There are many phytonutrients available in different types of sprouts, but perhaps the most interesting and widely studied is the sulphoraphane found in broccoli. In 1997 a Johns Hopkins professor named Paul Talalay found in his research that broccoli sprouts had over 20 times the amount of sulphoraphane as mature broccoli. This is important because this compound is chemopreventative, meaning it increases our ability to ward off certain types of cancer. Sulphoraphane is lately showing promising results for the treatment of autism.
The enzyme amylase increases in sprouts, and breaks down some of the starches in seeds, beans or grains, which makes them easier to digest. Beans and legumes have a type of starch called oligosaccharides, which can cause gas and the more serious intestinal symptoms of irritable bowel syndrome. When you sprout these foods the level of oligosaccharides can drop by 90%.

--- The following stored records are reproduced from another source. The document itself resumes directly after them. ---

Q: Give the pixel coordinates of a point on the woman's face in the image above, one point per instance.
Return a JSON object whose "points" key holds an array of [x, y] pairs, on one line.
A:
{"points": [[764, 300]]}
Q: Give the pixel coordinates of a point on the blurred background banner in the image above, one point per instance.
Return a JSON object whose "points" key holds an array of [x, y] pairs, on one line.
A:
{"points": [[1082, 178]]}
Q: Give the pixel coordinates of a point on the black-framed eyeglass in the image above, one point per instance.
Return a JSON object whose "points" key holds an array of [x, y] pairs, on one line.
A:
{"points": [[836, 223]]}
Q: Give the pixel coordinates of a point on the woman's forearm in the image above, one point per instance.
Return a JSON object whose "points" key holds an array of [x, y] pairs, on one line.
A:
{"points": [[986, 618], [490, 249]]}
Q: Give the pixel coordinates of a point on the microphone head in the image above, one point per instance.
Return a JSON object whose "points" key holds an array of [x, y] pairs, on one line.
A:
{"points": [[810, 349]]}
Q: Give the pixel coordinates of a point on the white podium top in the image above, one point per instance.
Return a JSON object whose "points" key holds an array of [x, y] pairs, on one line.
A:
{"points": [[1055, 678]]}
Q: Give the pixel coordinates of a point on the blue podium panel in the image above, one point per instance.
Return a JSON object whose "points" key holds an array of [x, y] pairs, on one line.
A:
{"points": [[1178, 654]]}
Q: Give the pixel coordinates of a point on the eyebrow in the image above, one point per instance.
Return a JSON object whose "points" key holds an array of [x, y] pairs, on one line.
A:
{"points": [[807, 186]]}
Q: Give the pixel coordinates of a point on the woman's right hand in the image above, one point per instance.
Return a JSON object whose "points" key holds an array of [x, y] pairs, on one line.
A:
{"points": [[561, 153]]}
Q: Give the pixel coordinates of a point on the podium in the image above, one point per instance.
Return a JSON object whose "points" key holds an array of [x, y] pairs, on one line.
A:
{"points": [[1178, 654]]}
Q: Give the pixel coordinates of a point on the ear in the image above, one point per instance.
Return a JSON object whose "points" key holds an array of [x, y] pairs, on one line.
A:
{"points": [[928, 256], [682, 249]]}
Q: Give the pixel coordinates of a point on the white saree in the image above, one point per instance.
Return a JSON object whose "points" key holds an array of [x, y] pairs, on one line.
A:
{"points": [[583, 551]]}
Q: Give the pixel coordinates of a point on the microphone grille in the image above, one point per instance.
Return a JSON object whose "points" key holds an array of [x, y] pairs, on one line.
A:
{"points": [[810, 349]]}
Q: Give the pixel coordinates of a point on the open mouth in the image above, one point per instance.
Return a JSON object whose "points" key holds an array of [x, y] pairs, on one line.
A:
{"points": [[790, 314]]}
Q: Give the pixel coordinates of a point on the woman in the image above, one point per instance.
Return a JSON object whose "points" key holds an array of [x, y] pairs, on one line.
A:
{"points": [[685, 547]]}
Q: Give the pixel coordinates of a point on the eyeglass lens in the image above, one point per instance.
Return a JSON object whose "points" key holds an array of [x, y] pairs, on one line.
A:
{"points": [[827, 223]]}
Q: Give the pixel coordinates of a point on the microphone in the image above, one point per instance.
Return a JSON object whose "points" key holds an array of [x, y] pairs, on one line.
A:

Home Grown Versus Store Bought Sprouts
The most compelling reason to sprout your own seeds at home is the high incidence of food poisoning that is found in commercially made sprouts. These plants grow in a moist environment that is a perfect breeding ground for bacteria. All it takes is contact with equipment that isn’t clean, contamination from animal products or workers with poor hygiene for an outbreak to occur.
For this reason you should make sure when you grow sprouts at home that you are washing your hands and keeping your equipment clean. Also make sure meats and meat juices don’t come into any contact with your sprouts. When they are done sprouting, be sure to refrigerate them.